Working with the advocacy group Padres & Jóvenes Unidos, a Colorado Trust grantee, CEA has supported pilot restorative practices in Denver schools. (Schools elsewhere in Colorado are also using a similar approach.) The goal, Dallman said, is to narrow the school-to-prison pipeline that developed from harsh zero-tolerance discipline policies that were in vogue for much of the past 20 years.
Zero-tolerance policies can criminalize student misbehavior, particularly in schools that have a full-time police presence. Under zero-tolerance, students have faced long suspensions and even arrest for relatively minor infractions. This could lead to a cascading series of crises, leaving students out of school and steering toward prison gates. Research by Padres & Jóvenes Unidos has found such practices in Colorado disproportionately impact students of color.

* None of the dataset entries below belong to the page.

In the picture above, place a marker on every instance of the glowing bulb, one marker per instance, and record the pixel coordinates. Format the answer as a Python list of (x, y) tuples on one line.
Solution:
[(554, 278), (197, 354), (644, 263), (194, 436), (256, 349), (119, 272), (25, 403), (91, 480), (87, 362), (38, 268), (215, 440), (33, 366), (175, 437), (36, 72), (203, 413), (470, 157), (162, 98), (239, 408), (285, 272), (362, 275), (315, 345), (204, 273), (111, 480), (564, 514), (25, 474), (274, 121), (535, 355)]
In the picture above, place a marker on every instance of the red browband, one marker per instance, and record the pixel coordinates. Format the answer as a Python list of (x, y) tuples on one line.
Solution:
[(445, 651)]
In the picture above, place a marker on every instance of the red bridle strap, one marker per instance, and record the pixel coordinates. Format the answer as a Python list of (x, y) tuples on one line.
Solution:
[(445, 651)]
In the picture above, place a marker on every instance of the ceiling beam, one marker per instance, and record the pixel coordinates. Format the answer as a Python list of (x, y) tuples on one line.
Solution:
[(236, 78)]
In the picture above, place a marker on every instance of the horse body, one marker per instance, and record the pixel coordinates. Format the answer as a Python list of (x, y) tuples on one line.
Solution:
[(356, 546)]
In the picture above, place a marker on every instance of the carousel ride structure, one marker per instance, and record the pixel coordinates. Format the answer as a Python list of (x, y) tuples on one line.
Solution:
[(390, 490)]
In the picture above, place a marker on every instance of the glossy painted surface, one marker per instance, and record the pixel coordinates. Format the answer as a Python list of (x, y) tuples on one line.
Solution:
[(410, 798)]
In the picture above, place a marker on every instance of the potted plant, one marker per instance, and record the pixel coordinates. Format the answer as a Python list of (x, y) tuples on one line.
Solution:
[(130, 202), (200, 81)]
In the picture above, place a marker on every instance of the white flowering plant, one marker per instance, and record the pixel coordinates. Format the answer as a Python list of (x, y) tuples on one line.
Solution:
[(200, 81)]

Daniel Kim, director of youth organizing at Padres & Jóvenes Unidos, said union support for less draconian discipline policies is a potential game-changer.
“In the past, the default position of unions has been to protect the discretion of teachers on discipline issues, which is understandable to an extent,” Kim said. “But… when practices are harmful to kids, that is not OK.”
Last May, the NEA issued a policy statement on “discipline and the school-to-prison pipeline.” The 60-page document pledged to launch an education campaign about “problems and disparities in school discipline” and to create model discipline policies with an emphasis on approaches such as restorative practices.
At about the same time, Randi Weingarten, president of the American Federation of Teachers, the other major national union, offered a mea culpa in a letter published in the AFT’s member magazine.
“Many people have called for reevaluating so-called zero-tolerance policies,” Weingarten wrote. “These policies were promoted by people, including me, who had hoped they would standardize discipline procedures and free students from the disruptions of misbehaving peers; it was analogous to the broken windows theory of policing. We were wrong.”
Dallman recalled a couple of incidents from her high school teaching days in Jefferson County, when zero-tolerance was the norm. Students were suspended for acting out when, in hindsight, more moderate measures would have served everyone better.
“I didn’t have the skills to deal with complex behavioral issues,” Dallman said. Many teachers still lack those skills today, she added: “My experiences have cemented my desire to help teachers focus on gaining more skills to deal with these issues, and to help get students the skills they need to cope with their emotions productively.”
School discipline issues often have their roots in health issues, Dallman said. “A lot of kids who act out are doing so as a result of something else going on in their lives.”
If schools had the resources to better address students’ social and emotional health, “we’d see a decrease in suspensions and expulsions,” Dallman said.